Summary: The hypothesis of this research is that the enzymes involved in the path of NO / cGMP granule neurons in the rat cerebellum may be subject to a mechanism for regulating their activity levels and amount of protein, which ran a differential expression in the course of development. The close relationship between NMDA receptor isoform NOS and I assumed the possibility of a way of modulating the activity and expression of these proteins by pharmacological compounds that act through these receptors (agonists and antagonists). We characterized the expression of proteins involved in the path of NO / cGMP in the rat cerebellum and the neurons in culture checking not only the existence of all proteins of the track under consideration, but a pattern of differential expression of this protein in the transcurdo development. In addition prolonged treatment with NMDA produces a clear increase in the activity of GCs stimulated with exogenous NO donor, the DEA / NO, and an increase in the messenger of the subunits that make up this protein. We have delved into the study of the molecular mechanism responsible for the regulation of subunit a2 of the GCs, demonstrating that the NMDa increased the stability of messenger of subunit a2, which until then had not been cloned, which has many streams rich uracilo related binding proteins involved in the stabilization / destabilization of messengers as AUF1 and HuR. Finally, we demonstrated that treatment with NMDA decreases the expression of AUF1 significant way through a mechanism dependent PKG.

Author: SANTAMARÍA MARGALEF ANNA.
Year: 2004.
University: BARCELONA [www.ub.es].
Place of defense: FACULTAD DE BIOLOGÍA.
Place of preparation: HOSPITAL VALL D'HEBRÓN - CONSEJO SUPERIOR DE INVESTIGACIÓN CIENTÍFICAS.
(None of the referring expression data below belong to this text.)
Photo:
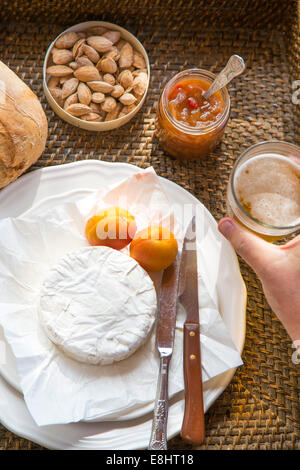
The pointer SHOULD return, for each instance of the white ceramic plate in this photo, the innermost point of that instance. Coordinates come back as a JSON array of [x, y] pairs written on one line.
[[34, 192]]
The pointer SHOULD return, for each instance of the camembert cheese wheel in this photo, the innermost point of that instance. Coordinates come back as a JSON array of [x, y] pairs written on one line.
[[98, 305]]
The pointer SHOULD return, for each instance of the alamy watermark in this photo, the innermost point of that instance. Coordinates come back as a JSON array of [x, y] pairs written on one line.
[[2, 353], [296, 93]]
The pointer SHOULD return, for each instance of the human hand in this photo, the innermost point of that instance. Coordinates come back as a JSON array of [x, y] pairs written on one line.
[[278, 268]]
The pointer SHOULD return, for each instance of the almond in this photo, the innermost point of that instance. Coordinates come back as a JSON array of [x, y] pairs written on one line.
[[57, 95], [71, 100], [91, 53], [59, 70], [87, 73], [84, 60], [99, 43], [99, 85], [98, 97], [53, 82], [127, 99], [126, 56], [109, 104], [112, 36], [97, 30], [138, 60], [114, 113], [126, 110], [84, 93], [66, 41], [107, 65], [96, 108], [125, 78], [63, 80], [109, 78], [69, 87], [62, 56], [94, 117], [113, 53], [78, 48], [140, 83], [117, 91], [78, 109]]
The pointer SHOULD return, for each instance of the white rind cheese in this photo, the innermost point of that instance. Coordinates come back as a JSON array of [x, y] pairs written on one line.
[[98, 305]]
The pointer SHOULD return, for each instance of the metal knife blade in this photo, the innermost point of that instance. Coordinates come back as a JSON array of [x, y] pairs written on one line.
[[193, 429], [165, 332]]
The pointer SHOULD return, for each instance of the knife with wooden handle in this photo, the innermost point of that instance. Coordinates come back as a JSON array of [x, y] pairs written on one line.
[[165, 332], [193, 426]]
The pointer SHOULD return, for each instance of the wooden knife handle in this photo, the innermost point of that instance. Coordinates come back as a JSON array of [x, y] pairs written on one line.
[[193, 425]]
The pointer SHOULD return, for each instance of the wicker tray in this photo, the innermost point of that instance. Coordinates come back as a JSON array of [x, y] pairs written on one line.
[[259, 409]]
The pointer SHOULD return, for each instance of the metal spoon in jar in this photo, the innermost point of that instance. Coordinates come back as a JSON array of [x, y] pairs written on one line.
[[234, 67]]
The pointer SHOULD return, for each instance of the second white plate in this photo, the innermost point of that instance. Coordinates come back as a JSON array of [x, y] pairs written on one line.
[[35, 190]]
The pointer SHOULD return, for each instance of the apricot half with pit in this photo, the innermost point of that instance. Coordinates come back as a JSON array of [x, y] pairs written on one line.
[[113, 227], [154, 248]]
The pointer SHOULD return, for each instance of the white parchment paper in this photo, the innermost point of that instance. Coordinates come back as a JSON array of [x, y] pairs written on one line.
[[56, 388]]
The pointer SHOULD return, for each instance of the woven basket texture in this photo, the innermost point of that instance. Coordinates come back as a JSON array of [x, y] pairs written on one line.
[[260, 407]]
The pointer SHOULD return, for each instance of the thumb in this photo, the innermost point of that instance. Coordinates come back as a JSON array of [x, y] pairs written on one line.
[[258, 253]]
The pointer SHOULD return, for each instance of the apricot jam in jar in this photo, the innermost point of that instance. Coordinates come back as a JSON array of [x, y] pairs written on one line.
[[187, 125]]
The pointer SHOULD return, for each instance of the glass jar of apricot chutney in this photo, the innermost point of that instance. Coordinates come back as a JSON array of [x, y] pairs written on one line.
[[188, 126]]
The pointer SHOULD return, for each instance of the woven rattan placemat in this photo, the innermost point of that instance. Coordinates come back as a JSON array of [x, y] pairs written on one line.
[[259, 409]]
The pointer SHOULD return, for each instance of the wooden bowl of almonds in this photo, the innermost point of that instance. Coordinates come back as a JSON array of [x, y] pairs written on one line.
[[96, 75]]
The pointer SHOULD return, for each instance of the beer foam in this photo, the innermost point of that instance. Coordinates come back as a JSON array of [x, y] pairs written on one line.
[[268, 187]]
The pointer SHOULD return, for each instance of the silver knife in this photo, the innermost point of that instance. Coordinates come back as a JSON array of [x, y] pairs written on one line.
[[193, 428], [165, 339]]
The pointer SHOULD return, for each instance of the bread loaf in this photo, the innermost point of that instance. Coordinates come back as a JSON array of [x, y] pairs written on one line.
[[23, 126]]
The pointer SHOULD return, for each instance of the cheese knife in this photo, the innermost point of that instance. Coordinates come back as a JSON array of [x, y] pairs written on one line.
[[165, 333], [193, 428]]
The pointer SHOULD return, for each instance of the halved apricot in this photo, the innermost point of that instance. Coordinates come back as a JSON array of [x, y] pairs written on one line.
[[154, 248], [114, 227]]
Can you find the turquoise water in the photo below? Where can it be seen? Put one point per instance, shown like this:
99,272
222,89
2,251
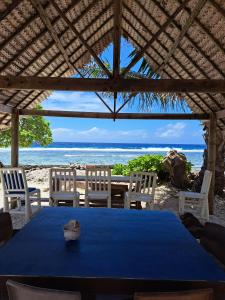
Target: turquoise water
97,153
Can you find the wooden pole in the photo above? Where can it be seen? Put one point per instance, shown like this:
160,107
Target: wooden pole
15,139
112,85
212,159
99,115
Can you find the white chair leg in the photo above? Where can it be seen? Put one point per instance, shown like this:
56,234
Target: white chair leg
86,201
39,198
128,203
181,204
19,203
6,204
109,202
76,202
28,211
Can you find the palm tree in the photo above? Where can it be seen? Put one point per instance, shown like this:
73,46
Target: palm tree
145,100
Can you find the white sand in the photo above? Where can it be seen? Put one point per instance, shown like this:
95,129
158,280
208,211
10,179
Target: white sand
166,196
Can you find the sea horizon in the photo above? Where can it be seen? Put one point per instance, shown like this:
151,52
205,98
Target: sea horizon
64,153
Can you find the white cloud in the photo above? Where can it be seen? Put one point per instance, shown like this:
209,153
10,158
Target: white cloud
96,134
74,101
171,130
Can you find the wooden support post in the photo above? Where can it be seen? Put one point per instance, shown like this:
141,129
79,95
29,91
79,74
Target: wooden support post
15,139
212,159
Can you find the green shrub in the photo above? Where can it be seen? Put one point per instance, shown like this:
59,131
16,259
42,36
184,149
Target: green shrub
146,163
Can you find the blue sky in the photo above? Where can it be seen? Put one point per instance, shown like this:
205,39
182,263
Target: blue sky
127,131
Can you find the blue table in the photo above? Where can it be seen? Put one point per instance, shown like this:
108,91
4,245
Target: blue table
119,250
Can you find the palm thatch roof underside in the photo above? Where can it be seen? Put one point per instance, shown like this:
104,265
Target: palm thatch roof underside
191,46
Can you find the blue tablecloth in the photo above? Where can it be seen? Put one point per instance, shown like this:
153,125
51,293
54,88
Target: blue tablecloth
114,243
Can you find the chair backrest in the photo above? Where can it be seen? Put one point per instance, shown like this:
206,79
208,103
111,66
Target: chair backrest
6,229
62,180
142,182
206,182
204,294
19,291
13,179
98,178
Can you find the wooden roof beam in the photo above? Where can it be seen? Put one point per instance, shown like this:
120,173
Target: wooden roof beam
113,85
198,7
82,40
139,55
141,116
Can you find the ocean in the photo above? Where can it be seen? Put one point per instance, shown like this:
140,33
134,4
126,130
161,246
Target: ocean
59,153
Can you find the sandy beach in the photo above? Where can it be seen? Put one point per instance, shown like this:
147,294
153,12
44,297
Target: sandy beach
166,196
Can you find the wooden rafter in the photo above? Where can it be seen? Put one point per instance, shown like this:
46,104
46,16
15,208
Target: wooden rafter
113,85
200,4
82,40
142,116
139,55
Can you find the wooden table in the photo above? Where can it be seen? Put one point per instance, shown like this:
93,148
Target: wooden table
120,251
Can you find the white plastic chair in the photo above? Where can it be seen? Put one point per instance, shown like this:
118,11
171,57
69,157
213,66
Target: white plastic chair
98,185
200,198
141,188
14,185
62,186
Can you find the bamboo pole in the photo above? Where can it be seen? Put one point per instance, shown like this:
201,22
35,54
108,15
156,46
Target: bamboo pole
212,159
15,139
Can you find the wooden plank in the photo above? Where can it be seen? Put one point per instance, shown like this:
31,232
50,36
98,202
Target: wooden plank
185,28
6,109
78,114
139,55
113,85
82,40
211,166
15,139
220,114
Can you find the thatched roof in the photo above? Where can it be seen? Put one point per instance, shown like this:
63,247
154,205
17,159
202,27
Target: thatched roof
180,51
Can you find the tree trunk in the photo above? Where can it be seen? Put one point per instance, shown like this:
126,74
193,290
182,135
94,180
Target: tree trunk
220,166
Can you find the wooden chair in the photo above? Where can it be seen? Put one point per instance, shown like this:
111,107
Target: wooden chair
141,188
19,291
98,185
204,294
6,229
200,198
62,186
14,185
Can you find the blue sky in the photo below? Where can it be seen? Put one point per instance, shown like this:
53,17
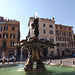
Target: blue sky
62,10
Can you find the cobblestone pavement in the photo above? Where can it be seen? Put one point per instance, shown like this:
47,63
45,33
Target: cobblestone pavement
62,62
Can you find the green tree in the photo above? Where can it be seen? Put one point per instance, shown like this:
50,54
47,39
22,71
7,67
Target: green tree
74,38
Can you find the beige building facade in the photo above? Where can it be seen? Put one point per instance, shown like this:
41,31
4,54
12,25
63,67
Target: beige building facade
60,35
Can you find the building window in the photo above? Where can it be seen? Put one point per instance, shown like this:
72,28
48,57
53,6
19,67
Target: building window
62,39
61,27
69,28
5,35
0,35
56,27
50,26
52,47
61,45
43,25
0,28
4,44
65,39
61,33
50,32
44,31
65,27
65,33
12,44
51,40
13,28
70,34
57,33
5,28
12,36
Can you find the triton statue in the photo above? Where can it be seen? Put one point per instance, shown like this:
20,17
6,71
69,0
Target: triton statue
34,47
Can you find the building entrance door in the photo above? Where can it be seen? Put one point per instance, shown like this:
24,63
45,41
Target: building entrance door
63,53
3,53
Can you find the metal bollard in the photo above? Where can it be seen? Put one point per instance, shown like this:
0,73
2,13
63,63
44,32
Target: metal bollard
73,62
60,62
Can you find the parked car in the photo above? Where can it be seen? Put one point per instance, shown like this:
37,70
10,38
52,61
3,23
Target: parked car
1,58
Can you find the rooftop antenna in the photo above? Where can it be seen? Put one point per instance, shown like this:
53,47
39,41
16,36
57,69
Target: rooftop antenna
36,15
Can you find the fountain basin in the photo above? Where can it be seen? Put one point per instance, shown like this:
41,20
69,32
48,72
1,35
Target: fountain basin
50,70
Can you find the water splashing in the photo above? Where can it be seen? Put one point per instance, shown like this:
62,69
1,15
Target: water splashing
36,15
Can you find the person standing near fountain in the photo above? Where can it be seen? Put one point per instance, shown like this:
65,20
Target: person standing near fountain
3,60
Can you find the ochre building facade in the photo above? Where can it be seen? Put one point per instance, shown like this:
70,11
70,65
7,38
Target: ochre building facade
58,34
9,35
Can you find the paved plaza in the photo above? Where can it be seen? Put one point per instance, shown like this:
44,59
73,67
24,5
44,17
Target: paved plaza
62,62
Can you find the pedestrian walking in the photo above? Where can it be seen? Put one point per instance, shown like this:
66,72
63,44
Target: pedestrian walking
3,60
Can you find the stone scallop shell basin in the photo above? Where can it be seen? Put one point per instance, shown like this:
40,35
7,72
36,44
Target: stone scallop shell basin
50,70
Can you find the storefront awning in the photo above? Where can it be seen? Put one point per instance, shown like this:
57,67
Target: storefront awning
70,49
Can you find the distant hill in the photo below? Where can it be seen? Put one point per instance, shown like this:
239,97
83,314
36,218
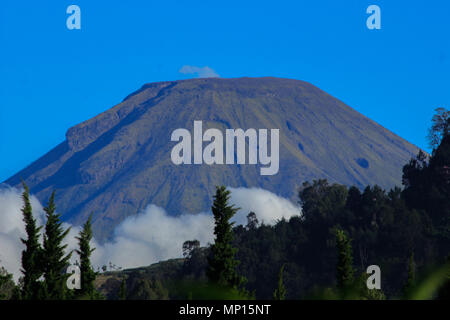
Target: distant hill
118,162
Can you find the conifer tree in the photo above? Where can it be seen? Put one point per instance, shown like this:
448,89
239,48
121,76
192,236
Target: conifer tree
54,258
411,281
345,272
123,290
222,262
87,274
32,254
280,291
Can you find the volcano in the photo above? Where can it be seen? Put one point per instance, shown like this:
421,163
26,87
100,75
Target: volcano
118,162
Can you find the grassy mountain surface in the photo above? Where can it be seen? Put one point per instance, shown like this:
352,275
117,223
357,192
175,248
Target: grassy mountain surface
118,162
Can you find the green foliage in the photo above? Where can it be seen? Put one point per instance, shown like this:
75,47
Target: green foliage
222,262
87,275
344,269
411,281
32,254
123,290
54,259
280,291
440,127
7,285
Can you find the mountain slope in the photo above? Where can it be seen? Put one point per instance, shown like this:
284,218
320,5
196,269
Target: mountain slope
118,162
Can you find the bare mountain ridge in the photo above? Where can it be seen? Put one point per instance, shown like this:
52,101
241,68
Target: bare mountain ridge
118,162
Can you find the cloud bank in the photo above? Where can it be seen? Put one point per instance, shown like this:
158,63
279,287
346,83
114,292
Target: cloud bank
149,237
200,72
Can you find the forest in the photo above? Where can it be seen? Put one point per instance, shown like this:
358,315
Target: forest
321,254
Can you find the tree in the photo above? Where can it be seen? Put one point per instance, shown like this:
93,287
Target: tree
345,273
87,274
123,290
280,291
222,262
189,247
32,254
7,286
411,281
440,127
54,258
252,221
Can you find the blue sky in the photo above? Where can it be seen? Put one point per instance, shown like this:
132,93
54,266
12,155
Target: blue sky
53,78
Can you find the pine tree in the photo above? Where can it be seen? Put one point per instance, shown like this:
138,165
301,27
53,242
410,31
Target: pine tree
123,290
411,281
32,254
87,275
54,259
280,291
345,272
222,262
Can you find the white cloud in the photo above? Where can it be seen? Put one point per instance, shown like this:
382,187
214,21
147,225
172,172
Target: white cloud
149,237
12,228
201,72
268,206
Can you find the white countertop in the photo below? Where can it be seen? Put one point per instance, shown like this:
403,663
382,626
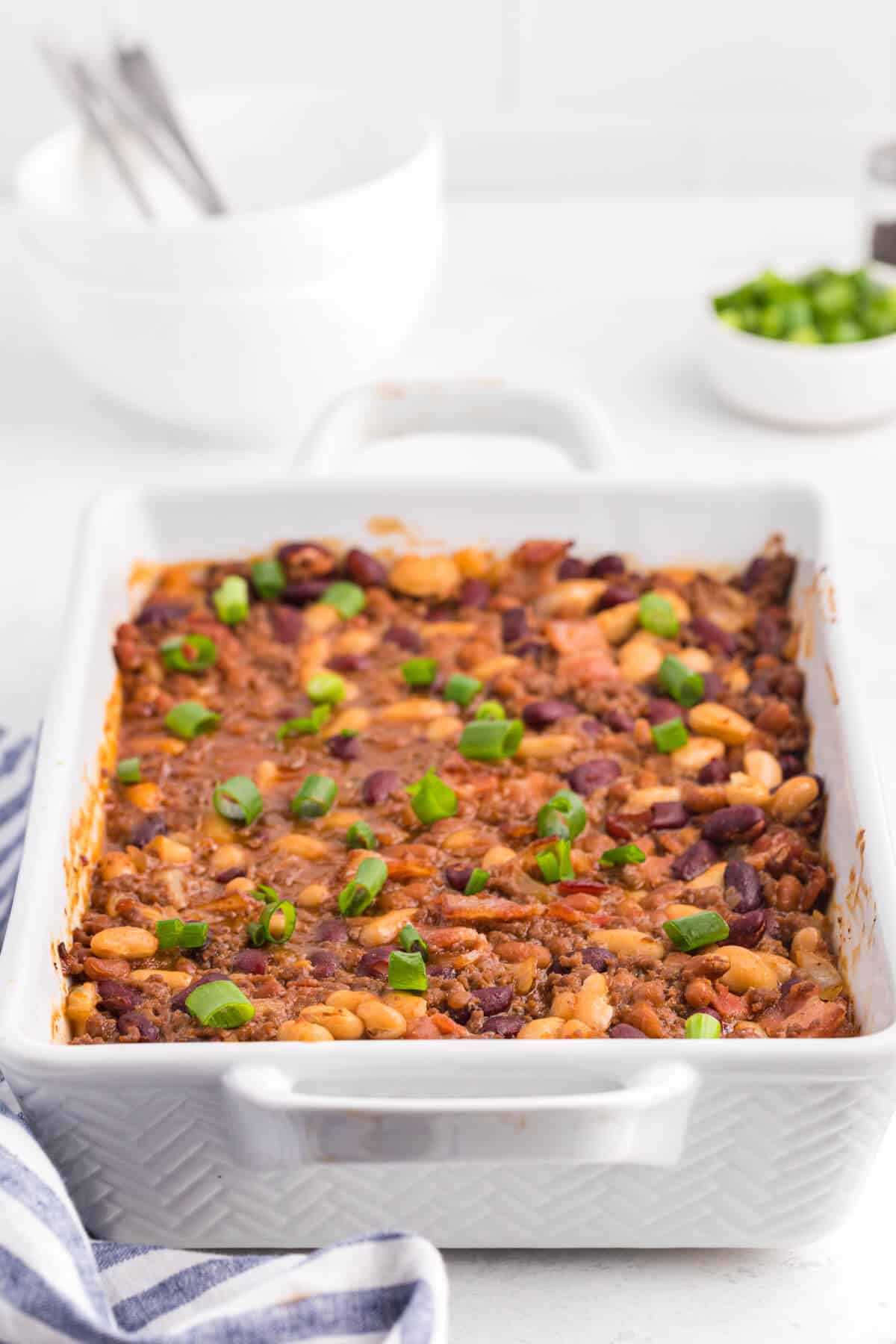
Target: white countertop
603,292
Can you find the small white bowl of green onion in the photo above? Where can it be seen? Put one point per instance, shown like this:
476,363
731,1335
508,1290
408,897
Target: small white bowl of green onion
815,349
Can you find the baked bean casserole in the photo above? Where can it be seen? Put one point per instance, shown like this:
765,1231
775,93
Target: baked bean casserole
535,797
Summary: This thesis is divided into 3 parts: Part I and Central analyzes the functional characterization of the protein PTOV1. This protein was found in an experiment conducted with differential display samples of prostate adenocarcinoma and normal samples. PTOV1 is sobreexpresada in prostate cancer (PC) and PIN lesions. PTOV1 is required for cell proliferation. When sobreexpresa, as in CP, cells entering proliferative state. Furthermore, the overexpression of PTOV1 in tumors also correlates with increased their proliferative state. PTOV1 interacts with Flotillin-1, protein majority of genetic lipid rafts not caveolares. PTOV1 seems to be required for entry to kernel Flotillin-1. The overexpression of Flotillin-1 also induced cell proliferation and both appear to depend on the mutual its mitogenic activity. Flotillin-1 also appears to intervene in regulatory mechanisms of mitosis. On the other hand, PTOV1 induces an increase in the invasive ability of the cells in vitro. The overexpression and PTOV1 induces an increase in the levels of proteass system plasminogen uPA and uPAR. PTOV1 interacts with the protein RACK1. Both are translocated to the membrane under stimulation with IGF-1 or LDCs. Both could participate in processes polarization and / or migration of cells. It examines in detail the impact that promotes a form of intracellular protein transfectada both transient and stable in this cell line. The overexpression of how nuclear Clusterin1 induces arrest in G2/My apoptosis of cells. Finally, the third part of the thesis deals is studying the antiproliferative effects of the exact lines of Pygeum africanum on prostate tumor as well as explants from benign prostatic hyperplasia.